Unmet health care needs

Accessibility to health care can be limited for a number of reasons, including cost, distance to the closest health facility and waiting times. The disruption of health services during the pandemic also resulted in unmet health care needs as resources were mobilised to address the crisis and people were encouraged to stay home to reduce virus transmission. Information about unmet health care needs can be sought by using different survey instruments that provide different results. The data presented here rely on the regular Eurostat EU Statistics on Income and Living Conditions (EU-SILC) survey and Eurofound’s Living, working and COVID-19 e-survey.

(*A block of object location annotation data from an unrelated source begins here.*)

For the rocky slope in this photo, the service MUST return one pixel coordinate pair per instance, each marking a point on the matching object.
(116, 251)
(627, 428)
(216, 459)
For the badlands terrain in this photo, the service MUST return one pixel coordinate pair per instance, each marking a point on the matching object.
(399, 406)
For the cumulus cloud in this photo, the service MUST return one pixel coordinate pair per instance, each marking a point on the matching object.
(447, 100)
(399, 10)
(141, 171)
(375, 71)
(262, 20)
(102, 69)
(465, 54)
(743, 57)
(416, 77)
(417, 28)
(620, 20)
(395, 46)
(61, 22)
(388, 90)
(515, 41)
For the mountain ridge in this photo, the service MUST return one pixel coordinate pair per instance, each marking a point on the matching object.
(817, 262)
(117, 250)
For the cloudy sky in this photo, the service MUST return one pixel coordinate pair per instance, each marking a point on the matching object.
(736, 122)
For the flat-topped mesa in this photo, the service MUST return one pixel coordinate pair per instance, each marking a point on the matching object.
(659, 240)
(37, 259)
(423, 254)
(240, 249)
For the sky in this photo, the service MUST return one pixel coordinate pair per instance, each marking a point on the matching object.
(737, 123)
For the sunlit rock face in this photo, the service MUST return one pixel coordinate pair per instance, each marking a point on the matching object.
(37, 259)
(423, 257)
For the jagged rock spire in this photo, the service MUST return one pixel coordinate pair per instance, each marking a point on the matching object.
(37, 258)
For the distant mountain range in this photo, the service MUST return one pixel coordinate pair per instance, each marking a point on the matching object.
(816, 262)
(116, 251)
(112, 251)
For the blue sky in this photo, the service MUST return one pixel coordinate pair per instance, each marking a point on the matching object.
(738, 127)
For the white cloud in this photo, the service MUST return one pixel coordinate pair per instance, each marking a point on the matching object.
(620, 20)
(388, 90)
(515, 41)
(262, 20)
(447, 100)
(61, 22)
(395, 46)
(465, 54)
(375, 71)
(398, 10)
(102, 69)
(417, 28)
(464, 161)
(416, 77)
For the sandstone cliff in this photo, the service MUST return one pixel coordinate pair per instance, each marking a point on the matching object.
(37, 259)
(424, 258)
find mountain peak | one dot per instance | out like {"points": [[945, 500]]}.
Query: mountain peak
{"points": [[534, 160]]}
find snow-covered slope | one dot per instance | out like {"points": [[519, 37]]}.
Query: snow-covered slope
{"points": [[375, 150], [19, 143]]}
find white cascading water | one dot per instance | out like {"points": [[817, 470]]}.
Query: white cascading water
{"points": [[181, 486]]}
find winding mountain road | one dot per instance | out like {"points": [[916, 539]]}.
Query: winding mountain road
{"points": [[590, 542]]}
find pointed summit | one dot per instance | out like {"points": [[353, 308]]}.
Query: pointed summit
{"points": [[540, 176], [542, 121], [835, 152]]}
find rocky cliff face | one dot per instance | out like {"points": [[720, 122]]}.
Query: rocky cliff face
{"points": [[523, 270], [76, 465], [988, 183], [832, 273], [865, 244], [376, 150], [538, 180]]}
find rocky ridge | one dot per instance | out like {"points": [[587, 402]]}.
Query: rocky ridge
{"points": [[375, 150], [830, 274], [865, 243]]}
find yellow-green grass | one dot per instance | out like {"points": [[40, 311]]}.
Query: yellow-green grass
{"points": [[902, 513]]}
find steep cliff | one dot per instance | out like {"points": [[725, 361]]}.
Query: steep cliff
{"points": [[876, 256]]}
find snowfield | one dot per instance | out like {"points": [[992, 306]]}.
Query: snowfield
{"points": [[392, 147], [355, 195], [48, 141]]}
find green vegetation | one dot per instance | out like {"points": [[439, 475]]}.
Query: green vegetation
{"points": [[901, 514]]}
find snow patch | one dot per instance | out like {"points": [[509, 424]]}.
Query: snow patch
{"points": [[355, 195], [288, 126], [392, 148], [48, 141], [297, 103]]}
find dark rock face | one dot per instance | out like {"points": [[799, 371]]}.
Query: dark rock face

Based on EU-SILC, most of the population in EU countries reported that they had no unmet medical care needs for financial reasons, geographic reasons or waiting times in 2020 (Figure 7.1). However, in Estonia, nearly 15% of the population reported some unmet medical care needs mainly due to long waiting times. Estonia is unique among EU countries in that people in the highest income group report greater unmet medical care needs than those in the lowest income group. In all other countries, the burden of unmet needs for health care fall mostly on people from low-income households. This is particularly the case in Greece where more than one in six people in the lowest income quintile (17%) reported going without some medical care when they needed it in 2020 compared with only 1% among the highest income quintile. Cost was the main reason for these unmet needs.

In most countries, a larger proportion of the population indicates some unmet needs for dental care than for medical care (Figure 7.2). This is mainly because dental care is only partially included (or not included at all) in public schemes in many countries, so it must either be paid out-of-pocket or covered through purchasing private health insurance. More than 7% of people in Latvia, Portugal and Greece reported unmet needs for dental care in 2020, mainly for financial reasons.

The pandemic put great pressure on Europe’s health systems, and many health services were disrupted in the initial phase and during pandemic peaks. Eurofound’s COVID-19 e-survey provides evidence of the substantial impact that COVID-19 had on unmet care needs at different points in the pandemic. In spring 2022, nearly a fifth of respondents (18%) reported having a medical issue for which they had not yet received examination or treatment. On average, unmet medical care needs remained as high in spring 2022 as in spring 2021 (Figure 7.3). Latvia, Poland and Lithuania are the three countries where people reported the highest unmet needs in spring 2022 Figure 7.3.